The first release of the CGR games database

Discussion of anything and everything relating to chess playing software and machines.

Moderators: hgm, Rebel, chrisw

Norm Pollock
Posts: 1056
Joined: Thu Mar 09, 2006 4:15 pm
Location: Long Island, NY, USA

Re: The first release of the CGR games database

Post by Norm Pollock »

You claim the (wh) and (bl) tags are useless and idiotic on the basis of redundancy. If it were just to indicate which side he is playing I would agree with you. However...

What these tags do is allow a player to be analyzed as 2 different entities. We can examine the player from each color. We can compute his Elos, examine his repetoire (ECO), see style differences like aggressiveness, and so on.

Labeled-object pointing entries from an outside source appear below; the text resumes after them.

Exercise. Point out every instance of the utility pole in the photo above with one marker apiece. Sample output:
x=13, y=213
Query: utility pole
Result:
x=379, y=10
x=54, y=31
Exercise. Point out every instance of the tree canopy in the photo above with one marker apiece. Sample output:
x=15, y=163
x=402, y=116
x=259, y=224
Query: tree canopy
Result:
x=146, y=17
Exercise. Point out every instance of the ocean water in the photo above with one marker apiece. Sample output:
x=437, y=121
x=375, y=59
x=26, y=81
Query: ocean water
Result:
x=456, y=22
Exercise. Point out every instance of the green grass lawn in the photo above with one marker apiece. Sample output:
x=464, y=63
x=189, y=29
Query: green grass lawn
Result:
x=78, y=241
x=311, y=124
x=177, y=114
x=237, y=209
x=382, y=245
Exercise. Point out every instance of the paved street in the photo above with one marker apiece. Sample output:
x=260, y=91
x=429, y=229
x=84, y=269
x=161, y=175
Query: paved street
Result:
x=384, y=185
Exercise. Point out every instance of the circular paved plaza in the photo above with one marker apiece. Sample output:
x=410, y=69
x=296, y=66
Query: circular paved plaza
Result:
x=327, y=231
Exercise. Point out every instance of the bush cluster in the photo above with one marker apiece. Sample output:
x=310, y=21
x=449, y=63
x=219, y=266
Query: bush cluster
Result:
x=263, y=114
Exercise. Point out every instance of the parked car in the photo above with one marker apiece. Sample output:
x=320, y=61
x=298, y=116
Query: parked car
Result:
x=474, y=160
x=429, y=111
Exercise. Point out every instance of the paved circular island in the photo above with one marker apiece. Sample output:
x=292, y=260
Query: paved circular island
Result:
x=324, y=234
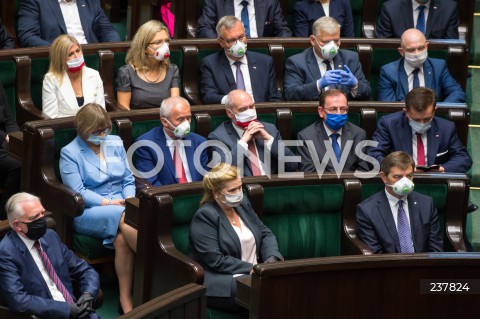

You would first have to standardize each player's name and make sure each player is not playing under multiple spellings of his name. This is not practical in a super-mega-database.
bstjean
Posts: 19
Joined: Sat Oct 08, 2016 10:10 pm
Location: Montreal
Full name: Benoît St-Jean

Re: The first release of the CGR games database

Post by bstjean »

Norm Pollock wrote:You claim the (wh) and (bl) tags are useless and idiotic on the basis of redundancy. If it were just to indicate which side he is playing I would agree with you. However...

What these tags do is allow a player to be analyzed as 2 different entities. We can examine the player from each color. We can compute his Elos, examine his repetoire (ECO), see style differences like aggressiveness, and so on.

You would first have to standardize each player's name and make sure each player is not playing under multiple spellings of his name. This is not practical in a super-mega-database.
That kind of filter can be applied in 2 seconds in any decent chess database! Specify the player, the color, you're done. Repeat for black.
User avatar
gbtami
Posts: 389
Joined: Wed Sep 26, 2012 1:29 pm
Location: Hungary

Re: The first release of the CGR games database

Post by gbtami »

bstjean wrote:
styx wrote:A very weird ZIP format but I managed to unzip it (using 7zip). It just took an unnecessary high amount of time.
Have you considered providing the database in SCID format? It occupies 100 MB less space than the zipped PGN file.

As for the database: nice stuff. Thank you.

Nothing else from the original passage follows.